Lo que recuerdo es que están incluidos en el Windows. Tenes que fijarte en la configuración de los dispositivos de reproducción y seleccionar la configuración de parlantes adecuada (5.1).

Saludos


----------



## ceiorio (Ago 8, 2016)

¡Muchas gracias, Gaudi! Ahora pruebo con tus instrucciones.


----------



## ceiorio (Ago 8, 2016)

en el administrador de dispositivos aparece con el tilde amarillo y en las propiedades aparece controlador no instalado.


----------



## DOSMETROS (Ago 8, 2016)

Buscá el controlador para XP , al .exe le das botón derecho propiedades y aceptas compatibilidad con XP , tildas de instalarlo como administrador.


----------



## hellfire4 (Ago 8, 2016)

A lo mejor esto, pispeando en internet

Finally ..... it worked ...... Creative SoundBlaster 5.1 Live is woking on Win 7 ............ I'm listning to "Nothing Else Matters" now  


Steps :


1 - download KX Project sound driver from Softpedia :

Win 7 x86 :

http://drivers.softpedia.com/get/SO...er-Live-Live-5-1-kX-Driver-51003548-x86.shtml

Win 7 x64 :

http://drivers.softpedia.com/get/SO...er-Live-Live-5-1-kX-Driver-51003548-x64.shtml


2 - install, then reboot your machine


3 - make sure you are playing a song or any sound, if the sound worked we are done, if not follow the steps below


4 - login to your win 7 machine, u will find "KX" icon in notification area, Right Click on it, then choose "Multimedia Properties" , then choose the first tab called "Playback"

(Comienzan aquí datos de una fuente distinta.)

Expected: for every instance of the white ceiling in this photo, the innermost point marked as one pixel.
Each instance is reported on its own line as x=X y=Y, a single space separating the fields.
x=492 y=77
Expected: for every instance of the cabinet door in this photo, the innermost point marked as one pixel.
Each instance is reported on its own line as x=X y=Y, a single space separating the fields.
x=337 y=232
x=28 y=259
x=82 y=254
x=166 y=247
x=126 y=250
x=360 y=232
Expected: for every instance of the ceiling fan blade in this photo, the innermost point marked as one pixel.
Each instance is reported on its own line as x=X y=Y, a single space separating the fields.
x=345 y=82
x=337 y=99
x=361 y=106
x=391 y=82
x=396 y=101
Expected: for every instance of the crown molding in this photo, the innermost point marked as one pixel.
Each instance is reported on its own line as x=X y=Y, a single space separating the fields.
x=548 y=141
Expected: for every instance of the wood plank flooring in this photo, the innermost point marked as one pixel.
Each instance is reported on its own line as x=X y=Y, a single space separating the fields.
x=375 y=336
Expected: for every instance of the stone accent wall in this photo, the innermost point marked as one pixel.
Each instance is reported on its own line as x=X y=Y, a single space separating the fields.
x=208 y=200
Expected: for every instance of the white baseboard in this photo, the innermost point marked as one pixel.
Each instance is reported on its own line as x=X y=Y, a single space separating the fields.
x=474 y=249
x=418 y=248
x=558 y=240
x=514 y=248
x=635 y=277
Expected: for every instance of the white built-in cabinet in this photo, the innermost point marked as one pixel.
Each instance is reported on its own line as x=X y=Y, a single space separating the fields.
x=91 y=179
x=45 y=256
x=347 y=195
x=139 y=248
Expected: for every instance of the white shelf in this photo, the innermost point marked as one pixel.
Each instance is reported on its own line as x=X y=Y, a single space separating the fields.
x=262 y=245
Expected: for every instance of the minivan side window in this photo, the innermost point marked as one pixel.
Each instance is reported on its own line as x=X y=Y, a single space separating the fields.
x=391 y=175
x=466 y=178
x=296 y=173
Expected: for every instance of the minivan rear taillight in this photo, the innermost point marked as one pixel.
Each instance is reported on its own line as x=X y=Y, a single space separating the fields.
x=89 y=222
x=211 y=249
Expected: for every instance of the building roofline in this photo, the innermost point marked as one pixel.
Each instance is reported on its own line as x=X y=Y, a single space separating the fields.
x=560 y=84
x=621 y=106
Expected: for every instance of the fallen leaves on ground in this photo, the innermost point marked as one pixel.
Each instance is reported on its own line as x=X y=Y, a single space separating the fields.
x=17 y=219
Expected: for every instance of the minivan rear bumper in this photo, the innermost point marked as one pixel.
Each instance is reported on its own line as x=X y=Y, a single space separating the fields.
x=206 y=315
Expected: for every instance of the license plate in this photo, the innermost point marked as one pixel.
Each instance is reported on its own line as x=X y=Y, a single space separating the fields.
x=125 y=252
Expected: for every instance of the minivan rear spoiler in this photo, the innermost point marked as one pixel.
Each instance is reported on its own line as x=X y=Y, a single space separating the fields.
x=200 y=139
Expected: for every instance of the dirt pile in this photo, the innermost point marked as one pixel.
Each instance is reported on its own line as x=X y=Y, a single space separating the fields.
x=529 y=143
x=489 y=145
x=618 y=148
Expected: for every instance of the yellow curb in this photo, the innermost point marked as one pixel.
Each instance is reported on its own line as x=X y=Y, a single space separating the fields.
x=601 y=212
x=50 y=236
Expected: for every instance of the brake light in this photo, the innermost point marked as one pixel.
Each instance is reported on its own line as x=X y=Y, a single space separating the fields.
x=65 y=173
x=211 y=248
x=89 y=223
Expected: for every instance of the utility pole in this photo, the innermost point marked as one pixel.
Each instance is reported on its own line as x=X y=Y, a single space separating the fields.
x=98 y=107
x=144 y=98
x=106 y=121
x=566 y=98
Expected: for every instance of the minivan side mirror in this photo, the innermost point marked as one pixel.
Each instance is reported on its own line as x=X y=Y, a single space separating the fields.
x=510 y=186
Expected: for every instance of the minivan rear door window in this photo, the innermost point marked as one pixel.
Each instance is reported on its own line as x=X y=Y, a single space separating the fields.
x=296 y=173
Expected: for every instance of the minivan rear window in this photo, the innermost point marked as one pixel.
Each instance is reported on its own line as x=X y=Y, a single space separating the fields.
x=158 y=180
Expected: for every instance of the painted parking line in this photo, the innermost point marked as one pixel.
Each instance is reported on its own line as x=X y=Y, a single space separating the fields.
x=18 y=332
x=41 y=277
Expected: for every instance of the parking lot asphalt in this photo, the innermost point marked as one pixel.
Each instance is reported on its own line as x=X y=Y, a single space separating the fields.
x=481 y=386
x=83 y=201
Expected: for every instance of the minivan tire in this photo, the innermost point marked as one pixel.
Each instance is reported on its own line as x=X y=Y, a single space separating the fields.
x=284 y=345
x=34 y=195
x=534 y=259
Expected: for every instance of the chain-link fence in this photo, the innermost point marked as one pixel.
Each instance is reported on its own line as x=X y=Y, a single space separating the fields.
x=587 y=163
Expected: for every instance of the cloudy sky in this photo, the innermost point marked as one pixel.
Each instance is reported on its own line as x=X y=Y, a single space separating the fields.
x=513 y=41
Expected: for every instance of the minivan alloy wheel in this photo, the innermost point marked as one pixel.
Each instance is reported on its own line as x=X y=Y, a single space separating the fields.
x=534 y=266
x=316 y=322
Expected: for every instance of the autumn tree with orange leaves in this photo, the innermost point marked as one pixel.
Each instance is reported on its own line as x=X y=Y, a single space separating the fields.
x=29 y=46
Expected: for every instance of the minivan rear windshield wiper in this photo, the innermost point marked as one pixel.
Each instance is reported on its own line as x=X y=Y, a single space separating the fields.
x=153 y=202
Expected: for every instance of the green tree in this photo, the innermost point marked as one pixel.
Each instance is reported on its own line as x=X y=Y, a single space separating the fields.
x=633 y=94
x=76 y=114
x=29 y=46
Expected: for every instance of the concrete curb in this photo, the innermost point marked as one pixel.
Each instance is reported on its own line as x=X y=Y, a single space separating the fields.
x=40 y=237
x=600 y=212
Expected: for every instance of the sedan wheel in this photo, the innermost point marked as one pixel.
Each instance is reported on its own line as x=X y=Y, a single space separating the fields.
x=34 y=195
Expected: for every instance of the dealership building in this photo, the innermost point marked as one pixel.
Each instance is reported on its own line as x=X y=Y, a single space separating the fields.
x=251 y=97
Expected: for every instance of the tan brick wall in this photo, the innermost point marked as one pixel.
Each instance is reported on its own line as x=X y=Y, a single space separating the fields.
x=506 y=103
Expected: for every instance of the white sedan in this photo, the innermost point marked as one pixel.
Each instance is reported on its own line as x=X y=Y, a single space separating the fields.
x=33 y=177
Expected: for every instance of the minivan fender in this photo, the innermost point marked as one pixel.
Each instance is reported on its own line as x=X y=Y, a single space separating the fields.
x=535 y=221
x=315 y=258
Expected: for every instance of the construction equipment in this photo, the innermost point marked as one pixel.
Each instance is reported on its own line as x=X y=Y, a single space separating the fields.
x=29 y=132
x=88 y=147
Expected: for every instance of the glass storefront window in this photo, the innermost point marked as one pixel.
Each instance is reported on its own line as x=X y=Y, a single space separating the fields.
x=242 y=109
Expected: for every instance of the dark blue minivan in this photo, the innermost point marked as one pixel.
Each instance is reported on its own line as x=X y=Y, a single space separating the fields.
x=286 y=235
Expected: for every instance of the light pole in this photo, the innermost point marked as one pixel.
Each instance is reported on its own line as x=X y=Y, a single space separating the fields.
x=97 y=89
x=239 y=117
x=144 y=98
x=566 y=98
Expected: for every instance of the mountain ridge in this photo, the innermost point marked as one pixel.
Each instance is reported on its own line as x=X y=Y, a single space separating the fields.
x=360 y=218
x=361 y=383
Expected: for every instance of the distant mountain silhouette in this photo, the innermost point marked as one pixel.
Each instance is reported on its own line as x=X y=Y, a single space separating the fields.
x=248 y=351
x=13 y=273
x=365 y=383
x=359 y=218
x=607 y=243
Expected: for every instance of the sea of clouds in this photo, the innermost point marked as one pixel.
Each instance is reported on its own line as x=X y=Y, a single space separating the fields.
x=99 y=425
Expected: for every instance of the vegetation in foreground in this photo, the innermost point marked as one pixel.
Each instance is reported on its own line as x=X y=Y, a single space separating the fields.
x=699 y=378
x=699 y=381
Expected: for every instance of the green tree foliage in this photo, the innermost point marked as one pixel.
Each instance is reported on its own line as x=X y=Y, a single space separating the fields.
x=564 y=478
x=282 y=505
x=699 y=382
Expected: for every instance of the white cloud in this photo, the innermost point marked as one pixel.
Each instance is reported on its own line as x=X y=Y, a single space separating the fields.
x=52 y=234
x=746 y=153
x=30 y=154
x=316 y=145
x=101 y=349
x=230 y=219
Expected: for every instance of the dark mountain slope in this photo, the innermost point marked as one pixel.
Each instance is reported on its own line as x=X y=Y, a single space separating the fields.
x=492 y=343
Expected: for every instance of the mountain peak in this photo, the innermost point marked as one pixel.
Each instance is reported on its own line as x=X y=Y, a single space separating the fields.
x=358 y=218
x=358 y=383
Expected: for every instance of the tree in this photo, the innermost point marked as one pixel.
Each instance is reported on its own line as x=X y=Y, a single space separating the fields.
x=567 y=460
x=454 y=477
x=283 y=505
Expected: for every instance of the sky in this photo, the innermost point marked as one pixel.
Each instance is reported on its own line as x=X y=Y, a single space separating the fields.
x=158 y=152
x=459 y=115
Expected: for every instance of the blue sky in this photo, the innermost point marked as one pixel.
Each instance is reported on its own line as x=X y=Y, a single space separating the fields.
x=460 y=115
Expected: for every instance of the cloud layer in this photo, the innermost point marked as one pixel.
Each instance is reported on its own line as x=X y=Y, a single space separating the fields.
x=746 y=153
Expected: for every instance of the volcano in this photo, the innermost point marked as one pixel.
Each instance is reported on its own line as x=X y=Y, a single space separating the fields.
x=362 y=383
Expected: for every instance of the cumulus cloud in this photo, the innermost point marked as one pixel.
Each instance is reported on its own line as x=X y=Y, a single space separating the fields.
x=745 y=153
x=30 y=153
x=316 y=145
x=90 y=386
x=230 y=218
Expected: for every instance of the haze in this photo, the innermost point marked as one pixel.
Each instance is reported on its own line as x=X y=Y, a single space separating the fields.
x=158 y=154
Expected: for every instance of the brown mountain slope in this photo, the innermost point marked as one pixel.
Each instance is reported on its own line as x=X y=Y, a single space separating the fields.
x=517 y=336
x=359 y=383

5 - from the list of devices that will appear, Right Click on the last device at the bottom, and choose disable. Now the device that is above it will start working, if u hear the sound we are done, if not continue disabling the devices from bottom to top till the sound works.


If any body still have a problem write to me here

fuente:
http://www.tomshardware.com/forum/id-3040199/solution-soundblaster-win.html

Suerte en salir del entuerto colega


----------



## ceiorio (Ago 10, 2016)

Muchas gracias, hellfire 4, pero ya intenté esa solución. Con ella, logré reproducir audio pero sólo en modo mono. Te comento, a vos y a los otros colegas que tan atentamente me acercaron sus propuestas, que entre las cosas que hice fue enviar un mail a Creative Labs., los fabricantes de la SoundBlaster, y la respuesta fue la siguiente: "Dear Carlos Enrique, 

Thank you for contacting Creative Labs.

Based on Google Translate, please confirm if you are looking for a driver for Windows 7 for the Sound Blaster Live! 5.1.

If this is correct, please be informed that the Sound Blaster Live! 5.1 does not support Windows 7.

The latest supported operating system is up to Windows XP only."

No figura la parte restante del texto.